Les enfants du Turkménistan sont les « otages » de la propagande officielle de «l’enfance heureuse»

Le Turkménistan, l’un des pays les plus fermés au monde, est connu pour son régime autoritaire strict et son contrôle sur tous les aspects de la vie des citoyens. Récemment, une attention particulière a été attirée sur la situation des enfants qui deviennent les « otages » de la propagande officielle sur une « enfance heureuse ». Les autorités utilisent activement l’image d’une enfance heureuse et prospère à des fins de propagande, cachant ainsi les véritables problèmes rencontrés par les jeunes habitants du pays.

Le 1er juin, le monde a célébré la Journée de l’enfance et nous avons décidé, en collaboration avec des médias indépendants, d’écrire sur la réalité des enfants turkmènes.

Les médias officiels du Turkménistan diffusent régulièrement des images d’enfants heureux jouant dans les parcs, fréquentant des écoles modernes et recevant des soins médicaux de qualité. Les chaînes de télévision d’État diffusent souvent des reportages sur divers événements destinés aux enfants organisés par les autorités, tels que des compétitions sportives, des festivals et des concerts. Le président du pays, Serdar Berdimuhamedov, évoque souvent dans ses discours « la prise en charge des enfants par l’État », soulignant l’importance de créer de meilleures conditions pour eux. Et d’autres hauts fonctionnaires font régulièrement des déclarations sur la façon dont l’État prend soin de ses plus jeunes citoyens, créant pour eux toutes les conditions d’une enfance heureuse.

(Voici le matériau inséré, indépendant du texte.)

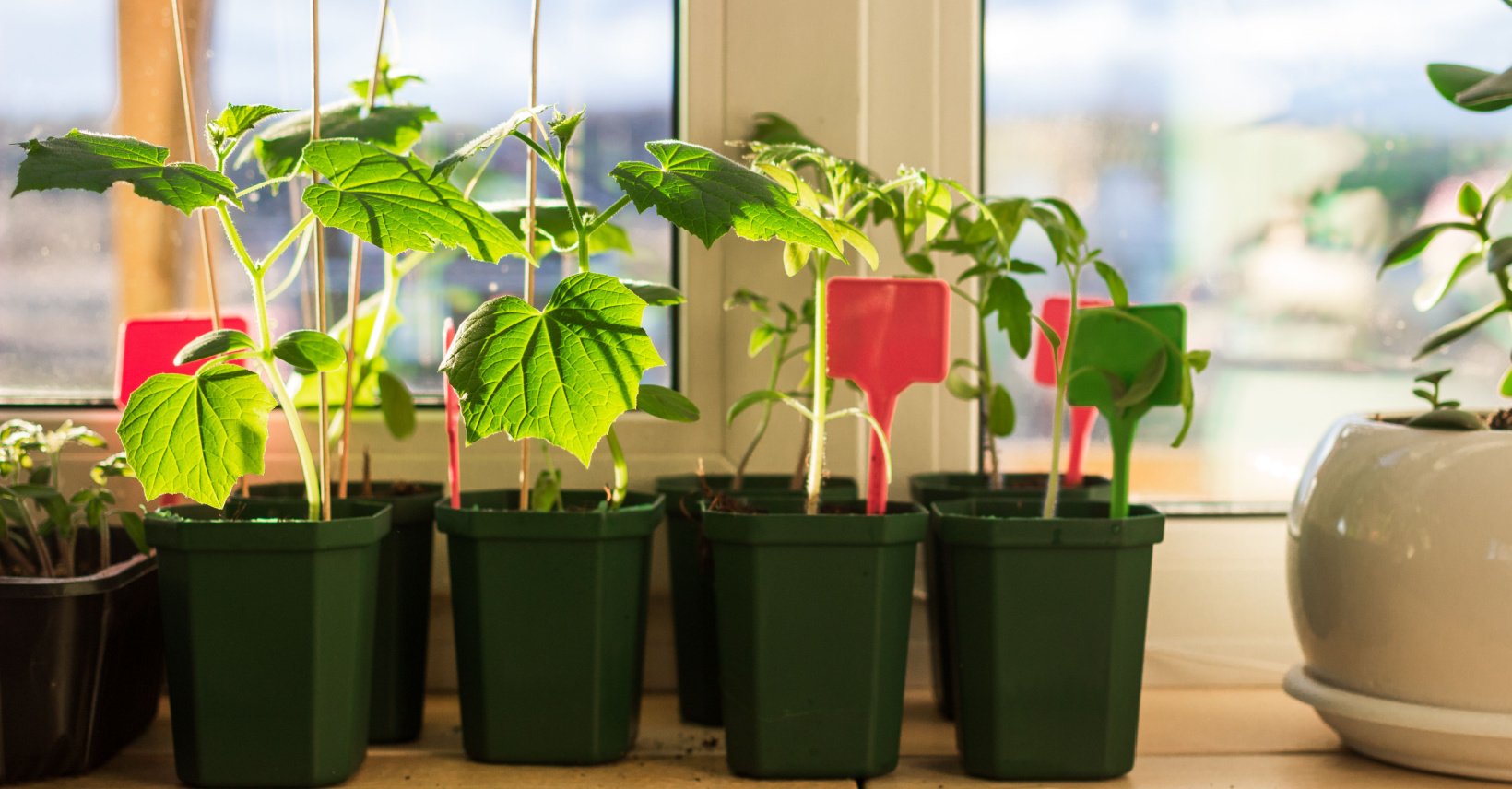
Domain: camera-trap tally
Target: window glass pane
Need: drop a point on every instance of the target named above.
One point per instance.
(611, 56)
(56, 266)
(1252, 159)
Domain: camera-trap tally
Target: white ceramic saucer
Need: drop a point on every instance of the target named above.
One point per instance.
(1436, 739)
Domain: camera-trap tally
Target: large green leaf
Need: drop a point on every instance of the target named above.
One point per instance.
(395, 127)
(1486, 91)
(562, 373)
(1450, 80)
(655, 293)
(1008, 298)
(94, 162)
(398, 203)
(1458, 328)
(306, 392)
(708, 195)
(197, 434)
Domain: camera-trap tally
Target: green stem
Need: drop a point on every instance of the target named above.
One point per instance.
(390, 290)
(235, 238)
(269, 182)
(312, 482)
(576, 218)
(614, 207)
(765, 413)
(985, 401)
(1056, 428)
(821, 378)
(1121, 431)
(298, 264)
(283, 243)
(621, 472)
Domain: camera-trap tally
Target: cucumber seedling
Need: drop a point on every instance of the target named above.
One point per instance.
(197, 434)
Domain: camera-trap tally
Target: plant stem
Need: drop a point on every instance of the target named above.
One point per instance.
(312, 484)
(765, 411)
(614, 207)
(803, 455)
(354, 289)
(104, 543)
(528, 290)
(1122, 437)
(1053, 482)
(319, 271)
(985, 403)
(18, 559)
(621, 472)
(390, 290)
(307, 221)
(821, 380)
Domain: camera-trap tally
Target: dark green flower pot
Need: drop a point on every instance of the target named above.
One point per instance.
(942, 487)
(403, 625)
(549, 611)
(1048, 618)
(694, 633)
(268, 628)
(814, 637)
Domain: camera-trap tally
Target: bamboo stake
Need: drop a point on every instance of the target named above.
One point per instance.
(354, 283)
(319, 259)
(194, 156)
(529, 230)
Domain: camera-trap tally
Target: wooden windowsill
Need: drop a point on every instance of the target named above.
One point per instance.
(1234, 738)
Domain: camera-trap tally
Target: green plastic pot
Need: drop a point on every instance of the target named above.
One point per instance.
(814, 637)
(694, 633)
(268, 628)
(403, 625)
(947, 486)
(549, 611)
(1048, 618)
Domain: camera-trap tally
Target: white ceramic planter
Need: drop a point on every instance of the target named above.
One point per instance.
(1399, 567)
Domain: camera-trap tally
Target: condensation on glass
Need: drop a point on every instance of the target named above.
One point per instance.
(58, 281)
(1252, 159)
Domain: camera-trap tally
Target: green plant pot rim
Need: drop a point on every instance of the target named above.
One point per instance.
(486, 516)
(295, 490)
(201, 528)
(1079, 524)
(722, 482)
(786, 524)
(975, 482)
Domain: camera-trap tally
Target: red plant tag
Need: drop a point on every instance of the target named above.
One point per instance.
(148, 347)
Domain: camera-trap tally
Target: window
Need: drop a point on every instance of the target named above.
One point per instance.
(56, 277)
(1254, 159)
(474, 56)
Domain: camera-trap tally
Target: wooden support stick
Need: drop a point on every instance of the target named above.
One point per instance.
(354, 285)
(184, 84)
(319, 262)
(529, 230)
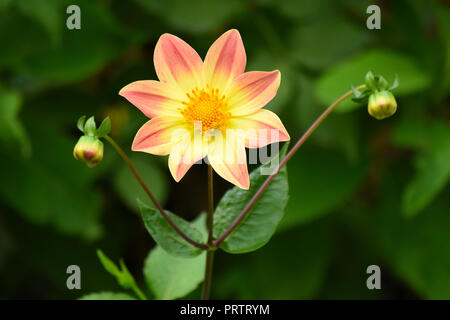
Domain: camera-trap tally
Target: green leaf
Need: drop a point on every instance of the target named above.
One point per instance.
(339, 79)
(196, 16)
(170, 277)
(123, 276)
(104, 128)
(12, 132)
(433, 171)
(166, 236)
(107, 296)
(261, 221)
(129, 189)
(315, 197)
(293, 265)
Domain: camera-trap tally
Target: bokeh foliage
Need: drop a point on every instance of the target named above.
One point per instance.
(362, 192)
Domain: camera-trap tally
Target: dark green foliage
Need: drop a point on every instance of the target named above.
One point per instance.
(361, 191)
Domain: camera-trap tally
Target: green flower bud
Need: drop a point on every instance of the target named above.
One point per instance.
(382, 104)
(88, 150)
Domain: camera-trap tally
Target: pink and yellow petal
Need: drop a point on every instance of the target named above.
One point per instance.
(225, 60)
(154, 98)
(253, 90)
(229, 160)
(183, 155)
(177, 63)
(260, 128)
(158, 135)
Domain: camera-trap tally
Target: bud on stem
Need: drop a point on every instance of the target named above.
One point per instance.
(89, 148)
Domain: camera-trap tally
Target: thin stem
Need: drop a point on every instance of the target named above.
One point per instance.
(210, 222)
(291, 152)
(139, 292)
(155, 202)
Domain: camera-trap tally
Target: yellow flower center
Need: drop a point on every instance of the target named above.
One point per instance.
(208, 107)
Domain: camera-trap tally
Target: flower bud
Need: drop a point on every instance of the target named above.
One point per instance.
(382, 104)
(88, 150)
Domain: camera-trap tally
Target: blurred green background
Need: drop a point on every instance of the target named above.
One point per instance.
(362, 191)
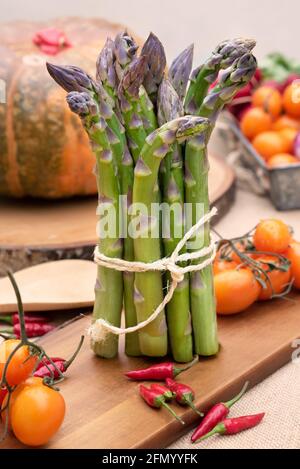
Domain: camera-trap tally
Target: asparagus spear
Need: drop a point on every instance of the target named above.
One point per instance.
(156, 61)
(125, 52)
(180, 71)
(178, 309)
(196, 190)
(105, 69)
(148, 285)
(109, 284)
(128, 93)
(202, 77)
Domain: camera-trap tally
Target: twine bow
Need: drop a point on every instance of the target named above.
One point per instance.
(100, 328)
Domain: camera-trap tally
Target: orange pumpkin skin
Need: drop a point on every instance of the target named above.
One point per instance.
(44, 151)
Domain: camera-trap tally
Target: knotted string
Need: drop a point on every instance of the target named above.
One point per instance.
(100, 328)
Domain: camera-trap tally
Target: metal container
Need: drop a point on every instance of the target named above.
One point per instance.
(282, 184)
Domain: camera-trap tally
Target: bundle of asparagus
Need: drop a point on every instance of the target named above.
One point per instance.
(149, 134)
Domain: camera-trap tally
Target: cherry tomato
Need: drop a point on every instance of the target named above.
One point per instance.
(272, 235)
(36, 412)
(235, 290)
(3, 392)
(21, 365)
(221, 265)
(293, 254)
(279, 279)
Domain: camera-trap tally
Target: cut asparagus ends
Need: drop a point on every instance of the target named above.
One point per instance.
(148, 285)
(178, 309)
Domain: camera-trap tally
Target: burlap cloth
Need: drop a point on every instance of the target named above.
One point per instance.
(278, 395)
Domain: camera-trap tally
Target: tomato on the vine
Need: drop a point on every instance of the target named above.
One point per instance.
(278, 279)
(272, 235)
(235, 290)
(221, 265)
(22, 363)
(293, 254)
(36, 412)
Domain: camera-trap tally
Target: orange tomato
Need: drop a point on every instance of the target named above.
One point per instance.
(279, 279)
(289, 136)
(222, 265)
(272, 235)
(36, 412)
(235, 291)
(293, 254)
(21, 365)
(267, 144)
(255, 121)
(269, 99)
(286, 122)
(282, 159)
(291, 100)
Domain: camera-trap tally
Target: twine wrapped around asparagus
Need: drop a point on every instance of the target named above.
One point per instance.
(148, 150)
(100, 329)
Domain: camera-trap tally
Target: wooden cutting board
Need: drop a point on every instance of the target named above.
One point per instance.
(32, 232)
(66, 284)
(104, 409)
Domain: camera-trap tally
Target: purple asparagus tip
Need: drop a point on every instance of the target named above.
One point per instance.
(133, 78)
(154, 52)
(105, 70)
(70, 78)
(180, 70)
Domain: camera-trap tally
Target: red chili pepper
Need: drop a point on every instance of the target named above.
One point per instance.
(234, 425)
(215, 415)
(14, 319)
(157, 399)
(158, 372)
(3, 392)
(33, 329)
(46, 361)
(46, 368)
(184, 394)
(51, 41)
(166, 393)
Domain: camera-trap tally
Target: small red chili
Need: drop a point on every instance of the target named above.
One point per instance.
(166, 393)
(215, 415)
(158, 372)
(157, 399)
(234, 425)
(46, 361)
(14, 319)
(184, 394)
(33, 329)
(48, 369)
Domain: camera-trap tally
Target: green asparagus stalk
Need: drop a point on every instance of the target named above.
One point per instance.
(196, 191)
(156, 61)
(222, 57)
(180, 71)
(128, 93)
(148, 285)
(105, 69)
(109, 284)
(178, 309)
(124, 161)
(125, 52)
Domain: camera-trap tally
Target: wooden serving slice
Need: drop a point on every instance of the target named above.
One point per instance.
(36, 231)
(59, 285)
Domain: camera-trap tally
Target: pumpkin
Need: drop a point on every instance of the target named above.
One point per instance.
(44, 151)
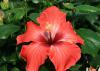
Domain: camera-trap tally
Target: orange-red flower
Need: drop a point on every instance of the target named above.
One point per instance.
(54, 39)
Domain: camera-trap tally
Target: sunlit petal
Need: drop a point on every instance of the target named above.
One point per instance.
(35, 55)
(33, 33)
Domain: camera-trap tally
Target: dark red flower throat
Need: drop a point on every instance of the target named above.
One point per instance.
(50, 40)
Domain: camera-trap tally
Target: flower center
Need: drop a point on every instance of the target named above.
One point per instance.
(50, 40)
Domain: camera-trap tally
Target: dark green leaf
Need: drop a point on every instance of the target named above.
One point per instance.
(87, 9)
(7, 30)
(3, 68)
(92, 41)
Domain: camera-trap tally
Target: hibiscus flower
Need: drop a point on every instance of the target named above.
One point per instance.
(54, 39)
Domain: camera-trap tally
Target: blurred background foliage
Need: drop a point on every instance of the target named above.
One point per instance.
(85, 18)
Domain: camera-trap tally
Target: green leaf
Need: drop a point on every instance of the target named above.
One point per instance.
(87, 9)
(3, 67)
(33, 16)
(89, 48)
(92, 41)
(15, 69)
(7, 30)
(19, 13)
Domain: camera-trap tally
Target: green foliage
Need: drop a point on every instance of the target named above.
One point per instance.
(84, 15)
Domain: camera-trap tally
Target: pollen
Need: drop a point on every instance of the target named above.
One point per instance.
(48, 27)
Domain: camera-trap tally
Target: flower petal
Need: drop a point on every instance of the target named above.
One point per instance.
(64, 55)
(54, 20)
(33, 33)
(34, 54)
(51, 19)
(69, 35)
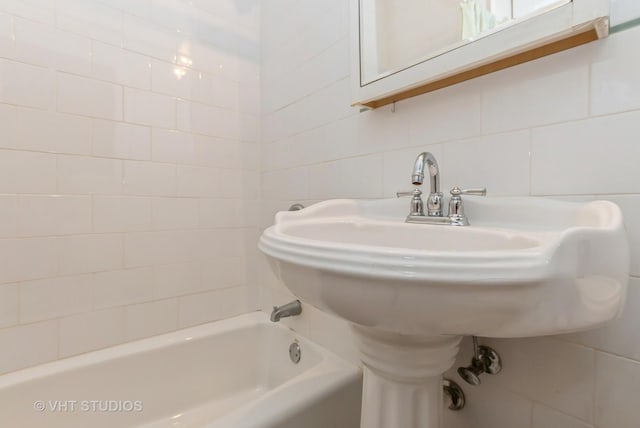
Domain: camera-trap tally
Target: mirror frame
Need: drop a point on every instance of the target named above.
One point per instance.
(564, 27)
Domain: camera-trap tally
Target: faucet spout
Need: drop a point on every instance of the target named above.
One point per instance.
(434, 201)
(288, 310)
(426, 158)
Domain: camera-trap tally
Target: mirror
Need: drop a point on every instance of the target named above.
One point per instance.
(421, 29)
(401, 46)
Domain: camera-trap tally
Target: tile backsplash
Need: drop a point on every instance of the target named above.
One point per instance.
(564, 126)
(129, 169)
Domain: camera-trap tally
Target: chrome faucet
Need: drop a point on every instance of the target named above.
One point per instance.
(288, 310)
(456, 216)
(434, 200)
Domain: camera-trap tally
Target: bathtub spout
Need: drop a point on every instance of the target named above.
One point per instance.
(288, 310)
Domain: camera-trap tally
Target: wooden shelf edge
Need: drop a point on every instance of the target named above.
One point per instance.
(541, 51)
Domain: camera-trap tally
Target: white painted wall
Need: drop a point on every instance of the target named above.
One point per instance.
(128, 170)
(565, 126)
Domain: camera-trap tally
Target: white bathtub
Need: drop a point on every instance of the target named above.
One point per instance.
(229, 374)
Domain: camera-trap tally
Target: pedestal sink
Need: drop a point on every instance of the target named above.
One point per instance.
(524, 267)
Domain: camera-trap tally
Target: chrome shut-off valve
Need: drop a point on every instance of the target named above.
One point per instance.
(485, 360)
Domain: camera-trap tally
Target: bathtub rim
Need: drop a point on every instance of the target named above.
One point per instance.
(162, 341)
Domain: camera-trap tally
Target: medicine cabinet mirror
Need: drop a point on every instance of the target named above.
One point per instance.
(405, 48)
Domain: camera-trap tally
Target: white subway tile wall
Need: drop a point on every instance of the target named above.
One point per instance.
(564, 126)
(129, 154)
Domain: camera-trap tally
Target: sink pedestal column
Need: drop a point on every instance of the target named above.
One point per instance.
(403, 377)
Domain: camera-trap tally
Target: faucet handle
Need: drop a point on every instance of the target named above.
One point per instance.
(480, 191)
(416, 206)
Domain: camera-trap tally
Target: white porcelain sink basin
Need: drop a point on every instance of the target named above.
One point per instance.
(524, 267)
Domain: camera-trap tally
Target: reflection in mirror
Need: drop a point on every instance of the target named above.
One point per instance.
(393, 38)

Cependant, derrière la façade de la propagande officielle se cachent de sérieux problèmes. Le Turkménistan est confronté à une pénurie de produits de base, à une pénurie de médicaments et à une situation économique qui se détériore. Les écoles manquent souvent de manuels scolaires et d’autres matériels nécessaires. Les soins médicaux laissent beaucoup à désirer, surtout dans les zones rurales où l’accès à des soins qualifiés est extrêmement limité.

Les enfants sont également confrontés à de nombreux problèmes dans le système éducatif du Turkménistan. Les programmes scolaires sont surchargés de contenu idéologique et une grande attention est accordée à l’étude des œuvres du président et des symboles de l’État. Les enseignants et les administrateurs scolaires font souvent pression sur les élèves et leurs parents pour qu’ils participent à des événements publics, des manifestations et d’autres activités de propagande.

Les enfants sont contraints de commencer à travailler tôt en raison des difficultés économiques et des niveaux élevés de pauvreté, obligeant les familles à rechercher n’importe quelle source de revenus, y compris le travail des enfants. Les niveaux élevés de chômage chez les adultes contribuent également à ce phénomène, car les parents sont souvent incapables de trouver un emploi stable. De plus, dans les zones rurales, les traditions et les normes culturelles exigent souvent que les enfants participent à l’économie familiale, ce qui aggrave encore le problème.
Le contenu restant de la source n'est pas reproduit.